Monday, March 10, 2008

Real Jobs

One of my current students found my myspace page last weekend, and friended me. Most of my students on myspace eventually do find me, so it wasn't unusual. However, after class today he asked, "so, your real job is as a writer?" I told him it was, and he didn't respond with the disbelief or obvious discomfort that other people sometimes have. This little exchange stands out because he concluded that my real job is as a writer, where as teaching is something I do "on the side." That isn't quite true, but it's the exact opposite of the conclusion that people usually come to, so I thought it was interesting.

List of my current jobs:
  • Teaching English as a foreign language
  • Teaching developmental English
  • Tutoring people about writing
  • Designing t-shirts
  • Doing research for a marketing company
  • Creating marketing materials & public relations materials for a local yoga studio
  • Managing the web site of that same studio
List of my current writing, art, and editorial projects
  • Diligently shopping my first book manuscript around to all the places people said I should, even though I'm pretty sure I already know how it will eventually be published.
  • Editing my second manuscript. Getting ready to, yes, diligently send it around.
  • Kind of putting together a third. I don't think the third is really a manuscript--the pieces are too disparate to make a coherent book.
  • Writing my fourth manuscript.
  • Still working on "Memory Lessons," a series of visual pieces.
  • Thinking already about my contribution to the 2008 Dusie project, now that the 2007 one is complete and live.
  • Little bits of an essay thinking about the concept of "The Gurlesque." I need to plan ahead so that I have something to say by the time the anthology edited by Lara Glenum and Arielle Greenberg comes out from Saturnalia in 2009. I've been a slllooowwww critical writer recently.
  • Little bits of a review on Lara Glenum's The Hounds of No, even though it's been reviewed.

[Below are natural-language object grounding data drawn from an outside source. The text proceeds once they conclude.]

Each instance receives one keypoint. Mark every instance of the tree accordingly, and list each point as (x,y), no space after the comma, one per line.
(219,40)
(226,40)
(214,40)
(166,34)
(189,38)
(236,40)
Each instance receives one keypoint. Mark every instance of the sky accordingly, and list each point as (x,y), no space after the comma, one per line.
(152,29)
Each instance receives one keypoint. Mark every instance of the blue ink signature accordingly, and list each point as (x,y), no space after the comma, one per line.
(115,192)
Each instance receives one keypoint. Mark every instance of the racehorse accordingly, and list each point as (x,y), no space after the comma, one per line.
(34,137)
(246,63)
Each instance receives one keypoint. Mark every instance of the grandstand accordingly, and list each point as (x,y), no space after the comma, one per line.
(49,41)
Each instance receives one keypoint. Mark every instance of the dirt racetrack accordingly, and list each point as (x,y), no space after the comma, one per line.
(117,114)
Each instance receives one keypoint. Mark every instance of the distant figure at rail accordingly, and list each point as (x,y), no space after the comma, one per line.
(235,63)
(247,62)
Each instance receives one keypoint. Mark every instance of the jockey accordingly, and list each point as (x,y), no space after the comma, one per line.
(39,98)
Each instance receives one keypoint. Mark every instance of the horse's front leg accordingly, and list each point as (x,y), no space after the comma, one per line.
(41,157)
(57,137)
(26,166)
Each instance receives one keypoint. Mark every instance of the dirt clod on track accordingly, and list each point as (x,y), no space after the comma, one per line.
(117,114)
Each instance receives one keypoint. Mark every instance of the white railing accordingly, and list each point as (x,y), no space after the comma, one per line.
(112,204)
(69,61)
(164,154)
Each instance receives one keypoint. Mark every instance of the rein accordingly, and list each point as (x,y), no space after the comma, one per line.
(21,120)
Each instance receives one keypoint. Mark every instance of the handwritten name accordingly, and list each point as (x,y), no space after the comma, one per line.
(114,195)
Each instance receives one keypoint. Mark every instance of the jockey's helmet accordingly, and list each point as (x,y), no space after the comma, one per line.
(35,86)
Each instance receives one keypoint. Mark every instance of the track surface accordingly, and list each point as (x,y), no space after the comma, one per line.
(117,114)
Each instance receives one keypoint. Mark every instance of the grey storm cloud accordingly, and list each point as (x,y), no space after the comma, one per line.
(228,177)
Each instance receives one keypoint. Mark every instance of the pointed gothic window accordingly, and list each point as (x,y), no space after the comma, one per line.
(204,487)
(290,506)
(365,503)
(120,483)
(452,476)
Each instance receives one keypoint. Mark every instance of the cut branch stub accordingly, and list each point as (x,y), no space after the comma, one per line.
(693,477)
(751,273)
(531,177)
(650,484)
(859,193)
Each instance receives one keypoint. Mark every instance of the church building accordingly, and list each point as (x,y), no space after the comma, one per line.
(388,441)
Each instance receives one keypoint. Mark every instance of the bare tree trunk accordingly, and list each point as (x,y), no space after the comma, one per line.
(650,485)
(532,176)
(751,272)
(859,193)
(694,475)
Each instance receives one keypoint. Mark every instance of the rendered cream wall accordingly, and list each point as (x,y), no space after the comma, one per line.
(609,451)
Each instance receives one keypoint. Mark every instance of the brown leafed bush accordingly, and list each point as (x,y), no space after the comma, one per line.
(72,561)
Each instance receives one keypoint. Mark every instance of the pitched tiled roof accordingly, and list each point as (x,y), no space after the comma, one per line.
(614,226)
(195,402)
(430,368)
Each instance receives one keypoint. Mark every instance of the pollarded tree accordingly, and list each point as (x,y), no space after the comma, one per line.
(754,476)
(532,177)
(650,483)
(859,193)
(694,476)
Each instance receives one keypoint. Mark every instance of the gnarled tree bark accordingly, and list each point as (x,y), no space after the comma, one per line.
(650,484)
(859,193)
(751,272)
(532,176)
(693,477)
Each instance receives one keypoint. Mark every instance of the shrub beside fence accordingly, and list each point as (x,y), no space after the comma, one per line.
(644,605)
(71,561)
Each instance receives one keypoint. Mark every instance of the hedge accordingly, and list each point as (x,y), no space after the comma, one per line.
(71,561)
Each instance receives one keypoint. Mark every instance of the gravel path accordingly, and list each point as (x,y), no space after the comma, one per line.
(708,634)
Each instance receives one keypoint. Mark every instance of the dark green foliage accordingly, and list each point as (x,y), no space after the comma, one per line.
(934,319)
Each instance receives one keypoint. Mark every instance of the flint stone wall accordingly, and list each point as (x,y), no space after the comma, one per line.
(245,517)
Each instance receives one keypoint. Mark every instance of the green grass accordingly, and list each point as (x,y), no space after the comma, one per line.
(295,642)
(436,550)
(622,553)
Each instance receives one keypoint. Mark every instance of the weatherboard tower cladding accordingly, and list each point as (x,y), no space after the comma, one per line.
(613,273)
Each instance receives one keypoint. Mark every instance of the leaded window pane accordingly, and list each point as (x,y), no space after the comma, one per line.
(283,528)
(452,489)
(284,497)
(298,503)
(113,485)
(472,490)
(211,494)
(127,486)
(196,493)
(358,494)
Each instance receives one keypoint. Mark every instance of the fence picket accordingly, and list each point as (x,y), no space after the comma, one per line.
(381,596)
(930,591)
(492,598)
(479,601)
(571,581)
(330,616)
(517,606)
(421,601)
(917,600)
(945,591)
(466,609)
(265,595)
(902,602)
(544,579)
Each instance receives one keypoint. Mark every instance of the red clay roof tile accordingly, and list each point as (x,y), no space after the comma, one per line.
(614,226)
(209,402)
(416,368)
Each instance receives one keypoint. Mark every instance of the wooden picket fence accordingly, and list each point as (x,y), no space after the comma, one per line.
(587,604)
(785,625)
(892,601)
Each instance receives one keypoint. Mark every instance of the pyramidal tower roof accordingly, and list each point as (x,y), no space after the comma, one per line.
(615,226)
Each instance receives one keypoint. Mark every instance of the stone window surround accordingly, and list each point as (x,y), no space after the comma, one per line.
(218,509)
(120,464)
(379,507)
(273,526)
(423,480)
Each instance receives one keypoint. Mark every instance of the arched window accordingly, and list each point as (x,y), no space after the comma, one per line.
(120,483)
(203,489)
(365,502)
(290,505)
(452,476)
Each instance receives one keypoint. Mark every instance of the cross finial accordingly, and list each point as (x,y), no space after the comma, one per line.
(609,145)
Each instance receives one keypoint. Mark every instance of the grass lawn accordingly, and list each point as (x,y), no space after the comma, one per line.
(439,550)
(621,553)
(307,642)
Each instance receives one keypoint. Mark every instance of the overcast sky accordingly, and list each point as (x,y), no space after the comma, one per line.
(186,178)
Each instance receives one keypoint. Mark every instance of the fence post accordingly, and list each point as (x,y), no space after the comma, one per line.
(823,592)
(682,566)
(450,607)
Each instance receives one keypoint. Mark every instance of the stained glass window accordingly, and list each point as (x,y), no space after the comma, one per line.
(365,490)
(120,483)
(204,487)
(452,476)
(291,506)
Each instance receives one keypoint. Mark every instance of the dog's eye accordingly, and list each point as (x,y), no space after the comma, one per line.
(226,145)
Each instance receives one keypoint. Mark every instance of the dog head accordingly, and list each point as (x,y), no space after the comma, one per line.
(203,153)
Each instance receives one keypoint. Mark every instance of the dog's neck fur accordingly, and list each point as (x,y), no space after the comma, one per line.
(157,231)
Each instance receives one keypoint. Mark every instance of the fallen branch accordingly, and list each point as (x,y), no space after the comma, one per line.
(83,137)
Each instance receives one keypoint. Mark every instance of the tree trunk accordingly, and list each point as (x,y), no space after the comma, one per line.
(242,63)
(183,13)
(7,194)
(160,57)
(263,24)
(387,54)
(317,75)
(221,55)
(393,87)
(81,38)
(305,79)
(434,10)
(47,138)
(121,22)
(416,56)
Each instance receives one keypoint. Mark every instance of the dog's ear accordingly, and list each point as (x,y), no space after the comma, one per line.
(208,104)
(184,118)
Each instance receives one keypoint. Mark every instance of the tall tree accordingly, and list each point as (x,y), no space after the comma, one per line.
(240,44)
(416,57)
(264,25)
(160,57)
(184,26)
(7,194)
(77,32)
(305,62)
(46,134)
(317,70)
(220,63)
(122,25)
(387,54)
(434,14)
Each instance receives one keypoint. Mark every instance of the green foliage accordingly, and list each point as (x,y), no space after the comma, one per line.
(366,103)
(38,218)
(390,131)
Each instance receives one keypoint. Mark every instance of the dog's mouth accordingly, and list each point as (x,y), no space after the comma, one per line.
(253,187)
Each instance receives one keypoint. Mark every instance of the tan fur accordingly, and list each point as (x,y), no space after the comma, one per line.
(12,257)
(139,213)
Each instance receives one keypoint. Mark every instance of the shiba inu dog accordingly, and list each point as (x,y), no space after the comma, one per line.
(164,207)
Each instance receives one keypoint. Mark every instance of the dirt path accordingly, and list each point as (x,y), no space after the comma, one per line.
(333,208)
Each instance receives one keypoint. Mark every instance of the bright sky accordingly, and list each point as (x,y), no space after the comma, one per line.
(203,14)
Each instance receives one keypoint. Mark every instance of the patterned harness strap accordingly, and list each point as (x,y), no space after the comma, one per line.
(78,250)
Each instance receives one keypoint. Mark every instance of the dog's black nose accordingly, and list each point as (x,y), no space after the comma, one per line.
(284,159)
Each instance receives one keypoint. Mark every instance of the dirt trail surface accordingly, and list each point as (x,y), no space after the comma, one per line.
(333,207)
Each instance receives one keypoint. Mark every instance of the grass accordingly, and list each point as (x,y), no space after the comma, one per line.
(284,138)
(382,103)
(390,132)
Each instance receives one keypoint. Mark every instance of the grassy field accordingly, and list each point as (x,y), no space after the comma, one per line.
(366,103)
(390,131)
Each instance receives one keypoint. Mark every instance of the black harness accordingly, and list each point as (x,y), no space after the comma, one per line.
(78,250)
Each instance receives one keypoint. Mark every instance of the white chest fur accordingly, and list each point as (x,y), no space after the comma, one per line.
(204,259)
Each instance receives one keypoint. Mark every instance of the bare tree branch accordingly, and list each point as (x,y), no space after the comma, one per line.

Maybe the review and the essay will be the same thing. Maybe I'll send them/it to Absent.
List of current yoga projects:
  • Dropping back into urdhvadhanuasana from standing. Standing up from urdhvadhanuasana.
  • Jumping up into handstand from two feet but with straight legs.
  • More flexible hips, hamstrings, psoas, and quadriceps. So, that means a lot of hanumanasana and krounchasana.
  • Learning and memorizing all the asanas named after birds. Krounchasana is the "heron pose--a very appropriate homage and counter balance to my bike rides around the lagoons.